Hawai’i man fined over $600,000 for pouring poison into Paahe’ehe’e Stream. Hawai’i’s Board of Land and Natural Resources (“BLNR”) fined a Hilo resident $633,840 for pouring poison into a North Hilo stream and causing the death of an estimated 6,250 Tahitian prawns. North Hilo has a history of individuals using poison to harvest Tahitian prawn. DLNR, in conjunction with other natural resource protection entities, are continuously concerned with the impact that the poison will have on the local wildlife and environment. The $633,840 fine is the largest in BLNR history and advocates hope that it is a step in the right direction to let illegal fishers know that Hawai’i is committed to prosecuting individuals that engage in harmful environmental practices to the full extent of the law in order to protect Hawai’i’s natural resources.
Montana man sentenced to prison for cattle theft. A ranch manager has been sentenced to 30 months in prison and ordered to pay back $451,000 after pleading guilty to wire fraud and to selling cattle that he did not own. The Montana man was a ranch manager at Hayes Ranch in Wilsall, Montana from 2008 to 2017 and also started his own cattle company in 2015. When the owners of Hayes Ranch were out of town, the ranch manager began stealing cattle from his employer and selling them as if they were his own. The ranch manager was ordered to repay his former employer $241,000 for the stolen cattle. Additionally, the ranch manager was ordered to pay Northwest Farm Credit Services over $200,000 for selling cattle that he pledged as collateral for loans obtained from the lender.
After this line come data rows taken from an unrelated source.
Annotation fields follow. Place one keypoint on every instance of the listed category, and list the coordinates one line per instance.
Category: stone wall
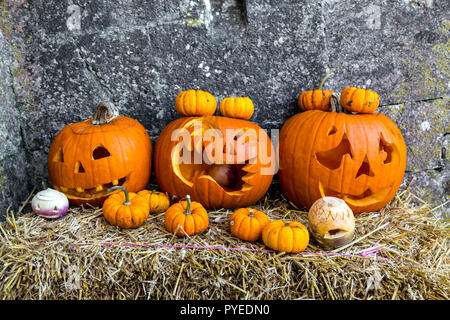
(59, 58)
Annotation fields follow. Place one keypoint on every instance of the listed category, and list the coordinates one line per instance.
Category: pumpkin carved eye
(79, 168)
(100, 152)
(58, 157)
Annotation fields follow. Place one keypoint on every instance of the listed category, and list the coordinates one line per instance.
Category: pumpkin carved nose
(100, 152)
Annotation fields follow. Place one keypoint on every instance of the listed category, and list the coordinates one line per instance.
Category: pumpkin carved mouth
(94, 192)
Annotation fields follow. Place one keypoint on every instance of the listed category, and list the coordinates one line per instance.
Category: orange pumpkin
(126, 210)
(317, 99)
(188, 150)
(86, 158)
(285, 236)
(241, 107)
(247, 224)
(360, 158)
(195, 103)
(359, 100)
(186, 218)
(158, 201)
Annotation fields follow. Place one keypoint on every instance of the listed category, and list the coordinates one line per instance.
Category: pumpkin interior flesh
(97, 191)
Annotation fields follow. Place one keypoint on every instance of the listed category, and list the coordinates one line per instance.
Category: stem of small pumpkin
(127, 196)
(188, 207)
(104, 113)
(324, 79)
(335, 104)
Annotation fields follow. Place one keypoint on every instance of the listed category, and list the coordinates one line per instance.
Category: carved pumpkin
(125, 209)
(247, 224)
(87, 158)
(285, 236)
(195, 103)
(186, 218)
(241, 108)
(316, 99)
(188, 149)
(359, 100)
(157, 201)
(360, 158)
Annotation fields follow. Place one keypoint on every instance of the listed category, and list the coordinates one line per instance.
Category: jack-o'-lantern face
(220, 162)
(86, 159)
(360, 158)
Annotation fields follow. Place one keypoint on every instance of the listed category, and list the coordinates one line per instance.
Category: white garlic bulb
(50, 203)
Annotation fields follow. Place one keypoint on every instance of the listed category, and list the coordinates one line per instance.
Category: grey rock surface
(140, 54)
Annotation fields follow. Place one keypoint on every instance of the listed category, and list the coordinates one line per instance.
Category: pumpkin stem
(335, 104)
(104, 113)
(127, 196)
(325, 79)
(188, 207)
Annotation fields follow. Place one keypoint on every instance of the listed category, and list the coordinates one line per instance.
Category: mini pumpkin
(317, 99)
(86, 158)
(158, 201)
(247, 224)
(195, 103)
(331, 222)
(125, 209)
(241, 107)
(186, 218)
(359, 100)
(285, 236)
(360, 158)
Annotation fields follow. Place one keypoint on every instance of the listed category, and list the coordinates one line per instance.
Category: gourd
(125, 209)
(331, 222)
(360, 158)
(86, 158)
(285, 236)
(247, 224)
(186, 218)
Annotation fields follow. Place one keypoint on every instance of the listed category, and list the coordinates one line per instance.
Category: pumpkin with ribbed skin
(360, 158)
(247, 224)
(317, 99)
(189, 148)
(125, 209)
(186, 218)
(241, 107)
(195, 103)
(285, 236)
(158, 201)
(359, 100)
(86, 158)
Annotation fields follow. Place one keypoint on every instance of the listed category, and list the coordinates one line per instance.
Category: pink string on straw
(364, 253)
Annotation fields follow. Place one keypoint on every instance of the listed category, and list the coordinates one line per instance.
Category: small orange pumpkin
(285, 236)
(126, 210)
(316, 99)
(359, 100)
(158, 201)
(241, 108)
(186, 218)
(195, 103)
(247, 224)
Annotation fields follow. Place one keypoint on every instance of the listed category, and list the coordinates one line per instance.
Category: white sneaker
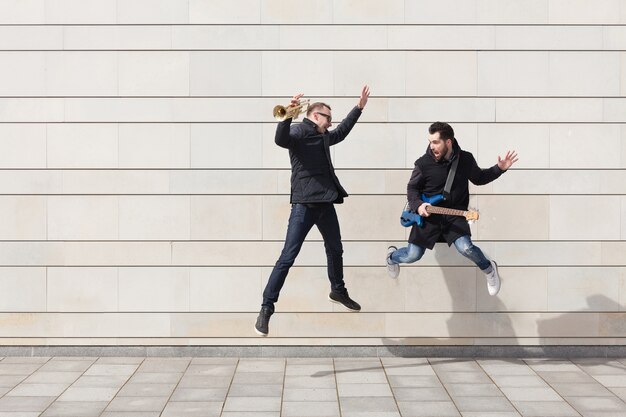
(493, 279)
(392, 269)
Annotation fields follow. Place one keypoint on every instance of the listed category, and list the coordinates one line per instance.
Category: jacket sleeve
(480, 176)
(346, 125)
(414, 188)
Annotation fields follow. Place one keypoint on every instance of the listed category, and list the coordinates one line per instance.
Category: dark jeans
(301, 221)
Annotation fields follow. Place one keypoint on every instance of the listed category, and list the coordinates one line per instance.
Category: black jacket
(429, 177)
(313, 178)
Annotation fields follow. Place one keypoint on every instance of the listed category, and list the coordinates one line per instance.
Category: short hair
(445, 130)
(317, 105)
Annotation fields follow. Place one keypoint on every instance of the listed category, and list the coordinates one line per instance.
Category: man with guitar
(431, 176)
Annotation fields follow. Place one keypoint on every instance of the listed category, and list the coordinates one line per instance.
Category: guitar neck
(443, 210)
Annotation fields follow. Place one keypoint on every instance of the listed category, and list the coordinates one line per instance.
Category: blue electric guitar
(409, 217)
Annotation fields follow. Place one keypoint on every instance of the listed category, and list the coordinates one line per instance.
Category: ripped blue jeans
(464, 245)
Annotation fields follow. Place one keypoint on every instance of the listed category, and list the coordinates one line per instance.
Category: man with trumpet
(314, 190)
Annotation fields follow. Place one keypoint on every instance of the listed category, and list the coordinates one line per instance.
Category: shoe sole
(341, 304)
(259, 333)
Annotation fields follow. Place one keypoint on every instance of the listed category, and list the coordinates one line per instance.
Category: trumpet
(290, 111)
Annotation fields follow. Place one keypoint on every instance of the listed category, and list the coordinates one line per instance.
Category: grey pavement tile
(309, 394)
(111, 369)
(75, 409)
(25, 403)
(311, 409)
(261, 365)
(38, 390)
(137, 404)
(193, 409)
(471, 390)
(362, 378)
(414, 381)
(545, 409)
(364, 390)
(587, 404)
(428, 409)
(52, 378)
(583, 390)
(421, 394)
(110, 381)
(255, 390)
(484, 404)
(81, 394)
(198, 381)
(156, 377)
(252, 404)
(531, 394)
(258, 378)
(367, 404)
(147, 390)
(310, 382)
(164, 365)
(199, 394)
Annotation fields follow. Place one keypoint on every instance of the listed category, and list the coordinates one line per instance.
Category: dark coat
(313, 178)
(429, 178)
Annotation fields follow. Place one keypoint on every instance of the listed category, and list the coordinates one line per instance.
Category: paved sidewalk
(301, 387)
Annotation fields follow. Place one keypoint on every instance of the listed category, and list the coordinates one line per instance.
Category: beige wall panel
(567, 142)
(513, 73)
(23, 145)
(228, 288)
(154, 289)
(89, 37)
(226, 217)
(226, 37)
(80, 11)
(581, 11)
(335, 37)
(583, 289)
(316, 78)
(153, 73)
(154, 217)
(274, 11)
(383, 69)
(550, 110)
(115, 182)
(506, 217)
(372, 146)
(368, 11)
(443, 37)
(31, 182)
(584, 73)
(23, 73)
(224, 11)
(441, 73)
(512, 11)
(154, 145)
(523, 289)
(23, 217)
(516, 37)
(151, 11)
(83, 73)
(585, 217)
(226, 145)
(30, 37)
(82, 289)
(23, 289)
(530, 141)
(225, 73)
(83, 218)
(82, 146)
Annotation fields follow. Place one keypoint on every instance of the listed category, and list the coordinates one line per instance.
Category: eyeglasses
(327, 116)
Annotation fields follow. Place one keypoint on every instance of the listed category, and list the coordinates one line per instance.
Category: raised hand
(508, 161)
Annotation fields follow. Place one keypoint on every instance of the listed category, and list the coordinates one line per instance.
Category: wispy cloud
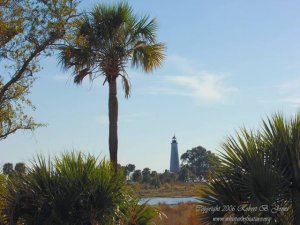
(290, 89)
(203, 86)
(290, 85)
(292, 101)
(125, 118)
(60, 77)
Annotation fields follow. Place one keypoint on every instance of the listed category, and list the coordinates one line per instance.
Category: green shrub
(72, 189)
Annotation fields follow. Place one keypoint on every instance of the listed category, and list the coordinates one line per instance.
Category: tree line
(196, 165)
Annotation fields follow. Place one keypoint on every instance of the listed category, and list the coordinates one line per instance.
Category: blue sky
(229, 64)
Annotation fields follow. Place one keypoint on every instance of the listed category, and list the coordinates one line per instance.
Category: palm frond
(148, 57)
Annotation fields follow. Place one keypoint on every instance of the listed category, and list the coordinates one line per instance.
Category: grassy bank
(167, 190)
(181, 214)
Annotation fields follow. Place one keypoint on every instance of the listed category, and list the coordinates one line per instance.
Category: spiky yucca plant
(258, 168)
(74, 189)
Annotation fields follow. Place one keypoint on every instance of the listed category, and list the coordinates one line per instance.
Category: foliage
(259, 169)
(198, 160)
(139, 214)
(8, 168)
(20, 168)
(105, 41)
(146, 173)
(28, 30)
(72, 189)
(137, 176)
(2, 198)
(184, 174)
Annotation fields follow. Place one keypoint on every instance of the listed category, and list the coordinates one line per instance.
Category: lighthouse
(174, 162)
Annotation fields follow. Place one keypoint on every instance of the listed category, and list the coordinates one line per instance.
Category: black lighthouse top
(174, 139)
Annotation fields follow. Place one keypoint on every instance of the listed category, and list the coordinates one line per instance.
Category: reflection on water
(168, 200)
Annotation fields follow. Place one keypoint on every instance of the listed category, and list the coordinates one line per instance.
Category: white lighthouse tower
(174, 162)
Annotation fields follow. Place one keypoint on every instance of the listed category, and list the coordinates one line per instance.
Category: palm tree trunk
(113, 122)
(296, 206)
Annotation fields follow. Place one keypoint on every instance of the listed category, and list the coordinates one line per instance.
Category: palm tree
(258, 168)
(104, 42)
The return of the U.S. Jaguar? Environmental groups and scientists recently published a paper urging U.S. wildlife managers to consider reintroducing jaguars to the American Southwest. Advocates argue that reintroducing jaguars to the region is essential to species conservation and restoration of the ecosystem. In July 2018, the U.S. Fish and Wildlife Service published a jaguar recovery plan as required by the Endangered Species Act of 1973. While the recovery plan does not call for the reintroduction of jaguars into the Southwest region of the U.S., federal officials have been increasingly focused on sustaining habitat, eliminating poaching, and improving public acceptance for jaguars that naturally make their way across the U.S.-Mexico border. The southwest region of the U.S. makes up 1% of the jaguar’s historic range but is suitable for sustaining the big cat. Jaguar sightings have been reported in the area, although very rarely. Jaguar advocates hope that potential opposition to the reintroduction of jaguars, specifically from ranchers and rural residents, can be eased by implementing compensation programs focused on things like increased livestock deaths.